I valued Zoe Williams’ insightful article (In the war between snowflakes and boomers, I’m with the kids. If only it wasn’t so easy to laugh at them..., 22 November). As a 49-year-old, it seems to me that the younger generation are far more sensitive and naturally empathic than we are, leading them to experience what we would call “the normal ups and downs of life” much more intensely than we ever did.
It is far easier to dismiss their very intense experience of life, and make a joke of it, than it is to take courage and face the discomfort of opening our hearts to pain – theirs or our own – particularly if there’s a lot of pent-up and unacknowledged emotion bubbling away under the surface, threatening to spill over.

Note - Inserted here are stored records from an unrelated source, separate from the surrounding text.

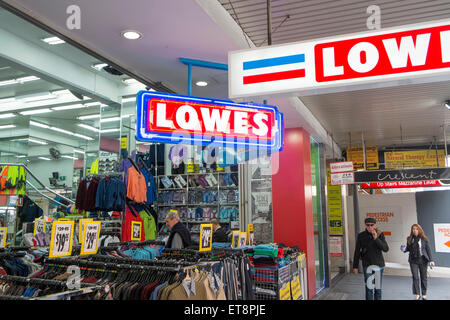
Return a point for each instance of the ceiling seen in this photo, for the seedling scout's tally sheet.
(410, 114)
(314, 19)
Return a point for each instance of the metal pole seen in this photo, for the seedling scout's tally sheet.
(189, 79)
(364, 151)
(269, 24)
(445, 144)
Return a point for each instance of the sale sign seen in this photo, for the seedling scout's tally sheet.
(324, 65)
(39, 226)
(3, 234)
(91, 234)
(169, 118)
(61, 239)
(205, 237)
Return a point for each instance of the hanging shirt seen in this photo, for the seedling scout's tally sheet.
(137, 188)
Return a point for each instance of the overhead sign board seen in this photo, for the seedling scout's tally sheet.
(337, 167)
(169, 118)
(402, 175)
(388, 55)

I commend the youth of today for their emotional courage and honesty in facing what is often a very harsh world, for it is in this very open, direct and often raw acknowledgement of our pain that the healing of it can start.
Maja McEwan
Cape Town, South Africa
• Zoe Williams needs to try a bit of real empathy instead of mockingly playing with the sensitivity of younger people. I am 61, and ashamed that our generation, with our lack of sensitivity, has pretty much brought the world as we know it to an environmental and economic dead end.
We hand this anxious situation on to the young, and expect them to provide solutions, then laugh at their feelings and ability to express themselves. The so-called “snowflake generation”, who call out abuse and name their upsets, appear to me far more emotionally aware, humane and responsible than my generation.